I love the interpreted languages. I love PHP, Perl, Java, C# and all the others. The liberty they give you is incredible! However there is a security aspect to them: because the actual machine code is shared by the programs written in one particular language, security features / products which depend on the executable image to uniquely identify the processes, fail on them.
Some security features which may be broken in some cases are: personal firewall (they get confused and allow / deny the wrong
application) and files running under different user accounts (they may all end up running under a different account)
The method used by the runtimes can be divided in four categories:
- A single runtime process shared by all the scripts - this is very rarely used, in fact I don't know of any widely used interpreted language using this approach (there is an experimental project for Java which loads all the files in a single). The advantage of such an approach would be (slightly) better loading speed and (slightly) smaller memory footprint (depending on how big the private structures allocated for an instance are), but from the security standpoind there would be many disadvantaged:
- There would be no easy way how many
processesare running inside the same VM
- If one would to take the SHA1 hash of all the running executables (in a forensic examination for example), one would get the same hash for each running script (the one which corresponds to the interpreter), and even worse, one would get only one hash regardless of how many scripts are running inside the interpreter.
- Security products which depend on the process to uniquely identify the code trying to do certain things (like a personal firewall filtering internet access) would be unable to distinguish between the different scripts and they would allow or deny the rights to all of the scripts.

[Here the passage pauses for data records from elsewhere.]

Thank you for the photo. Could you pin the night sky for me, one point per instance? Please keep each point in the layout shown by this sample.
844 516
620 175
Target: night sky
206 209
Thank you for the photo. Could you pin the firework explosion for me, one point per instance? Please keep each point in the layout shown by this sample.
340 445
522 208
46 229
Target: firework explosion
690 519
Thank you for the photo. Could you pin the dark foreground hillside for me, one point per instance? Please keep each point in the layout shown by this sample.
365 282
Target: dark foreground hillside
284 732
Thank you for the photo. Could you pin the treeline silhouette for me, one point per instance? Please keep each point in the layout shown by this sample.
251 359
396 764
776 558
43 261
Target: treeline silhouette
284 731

- Scripts would have to be run under the same user account (under the account the interpreter was first started). There are facilities in Windows for example for different threads of the same application to run under different user privileges but (a) it takes additional effort to implement them and (b) if there are facilities (functions or exploits) in the language which allow scripts to execute binary code directly, the script can
jump threadand execute at the privilege level of an other thread. Also, there would be a potential for information disclosure vulnerabilities between different scripts.

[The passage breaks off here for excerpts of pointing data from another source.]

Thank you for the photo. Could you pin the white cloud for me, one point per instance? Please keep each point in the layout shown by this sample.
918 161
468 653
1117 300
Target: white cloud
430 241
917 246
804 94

- There would be no easy way how many
- A second method is to have multiple instances of the interpreter executable running, one for each script. This is a very widely employed technique (Perl, PHP, Ruby, Python, Java and many others use it). This is slightly better because processes can be easily run under different user accounts and the issue of information disclosure between scripts is resolved. Also, one could determine which script corresponds to which instance fairly easily by looking at the command line of the process (which can determined with tool like Process Explorer). However the problem with security products like personal firewalls or HIPS still remain, since from their point of view all instances of the interpreter are the same.
- The third method is a variation of the second method. In this case there are small executable files corresponding to each script, which - when launched - load the interpreter - by loading a DLL or COM object for example - and then executing the script. This is the approach taken by the Adobe Apollo project for example. The method solves all but one of the problems enumerated above (the one which doesn't solve is the similar hash for running executables problem) and also is good from a usability standpoint (because it gives something to the user which is probably more familiar with - an executable file rather than a script file which needs an interpreter). There is some grey area between case two and three represented by things like script
compilatorswhich bundle the script and the interpreter in one executable or the small executables used to bootstrap programs like Eclipse, which in turn run the installed Java VM (so that you are back to case two).

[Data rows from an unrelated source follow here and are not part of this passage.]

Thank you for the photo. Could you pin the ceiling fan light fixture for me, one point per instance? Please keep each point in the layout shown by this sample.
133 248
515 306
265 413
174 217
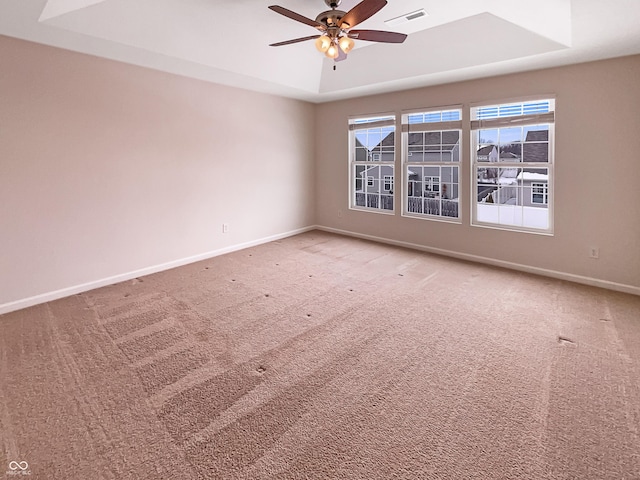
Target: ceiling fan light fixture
346 44
323 43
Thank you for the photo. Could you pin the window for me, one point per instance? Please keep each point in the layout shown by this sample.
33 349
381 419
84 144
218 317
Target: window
431 154
372 163
539 193
512 157
432 184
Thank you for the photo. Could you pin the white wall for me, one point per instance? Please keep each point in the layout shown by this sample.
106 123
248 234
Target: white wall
108 168
597 183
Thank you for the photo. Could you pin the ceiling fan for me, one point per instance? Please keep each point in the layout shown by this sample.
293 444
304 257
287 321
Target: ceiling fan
336 27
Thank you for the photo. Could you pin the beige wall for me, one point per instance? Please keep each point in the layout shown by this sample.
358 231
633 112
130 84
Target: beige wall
597 183
107 168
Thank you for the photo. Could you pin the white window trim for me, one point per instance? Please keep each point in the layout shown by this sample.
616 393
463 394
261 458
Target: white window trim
389 119
502 122
406 163
544 193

- Finally there is the solution which is the best from a security standpoint: the executable contains the code to be interpreted and it loads the interpreter in its own address space (as a DLL or COM object for example). This means that:
- Different executables are different (and thus have different hashes - hopefully - unless you discovered a hash collision)
- Programs which rely on the executable to determine what the process can / can't do will function correctly
- The program can easily be run under different user accounts.